SALAIRE DE MISÈRE
Sur Netflix, un remake du « Salaire de la peur » à faire se retourner dans sa tombe Henri-Georges Clouzot.
Cette mission était encore plus impossible que transbahuter des centaines de kilos de nitroglycérine dans un camion sur les routes cahoteuses d’un désert caillouteux : réadapter sur écran (petit, en plus !) Le Salaire de la peur, de Georges Arnaud. Et souffrir que sa version soit comparée à celle de HenriGeorges Clouzot.
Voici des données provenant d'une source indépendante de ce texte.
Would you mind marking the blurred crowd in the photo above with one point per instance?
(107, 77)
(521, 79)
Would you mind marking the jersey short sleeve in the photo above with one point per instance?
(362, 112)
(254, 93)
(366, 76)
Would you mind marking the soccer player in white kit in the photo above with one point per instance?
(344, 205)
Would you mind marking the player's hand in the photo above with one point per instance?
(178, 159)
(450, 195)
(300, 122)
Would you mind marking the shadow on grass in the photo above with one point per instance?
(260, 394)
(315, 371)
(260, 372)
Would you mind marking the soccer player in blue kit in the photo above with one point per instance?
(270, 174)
On voit bien que Julien Leclercq a multiplié les efforts pour éviter ce parallèle en s’éloignant, sur le fond comme sur la forme, du chef-d’oeuvre de 1953 palmé à Cannes, avec Yves Montand, Charles Vanel et Darling Légitimus (la grand-mère de l’Inconnu Pascal, immense artiste de music-hall et actrice de cinéma hélas oubliée).
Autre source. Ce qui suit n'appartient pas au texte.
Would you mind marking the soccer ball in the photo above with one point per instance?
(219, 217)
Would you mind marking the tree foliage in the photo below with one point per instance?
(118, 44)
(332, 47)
Le décor n’est plus celui de l’Amérique centrale d’après-guerre mais d’un pays du Moyen-Orient plongé dans le chaos du monde contemporain – et ressemblant furieusement à l’Irak. Il n’y a pas quatre mais deux chauffeurs de camion. Qui sont frères. Le puits de pétrole est devenu gazier et l’éteindre est vital à la fois pour la compagnie qui le gère mais aussi pour des milliers de civils vivant à proximité. Le convoi est sous la menace de « pirates de la route », à mi-chemin entre les dingos de Mad Max et les Bédouins de Lawrence d’Arabie. Le rôle féminin a été considérablement étoffé. La chaleur semble bizarrement bien moindre. Idem pour la tension, quasi inexistante (un comble !). Même l’appât du gain n’est plus le seul moteur narratif du récit. Résultat ? Ceux qui n’ont pas vu le film de Clouzot trouveront de quoi occuper une soirée avec un film d’action et (vaguement) de suspense où le cerveau peut être mis sans danger en mode veille. Le scénario modernisé est truffé d’invraisemblances que tentent de maquiller la musique trop présente d’Éric Serra, des fusillades très nourries et de belles images du Maroc filmé depuis des drones. Les comédiens, en particulier Ana Girardot, héroïque, font ce qu’ils peuvent pour donner du crédit à leurs personnages tracés à traits grossiers et rendre moins grotesques les dialogues à peine écrits. Tout cela est bien poussif – jusqu’au finale. Quant à ceux qui ont vu et se souviennent du film de Clouzot, ils pleurent.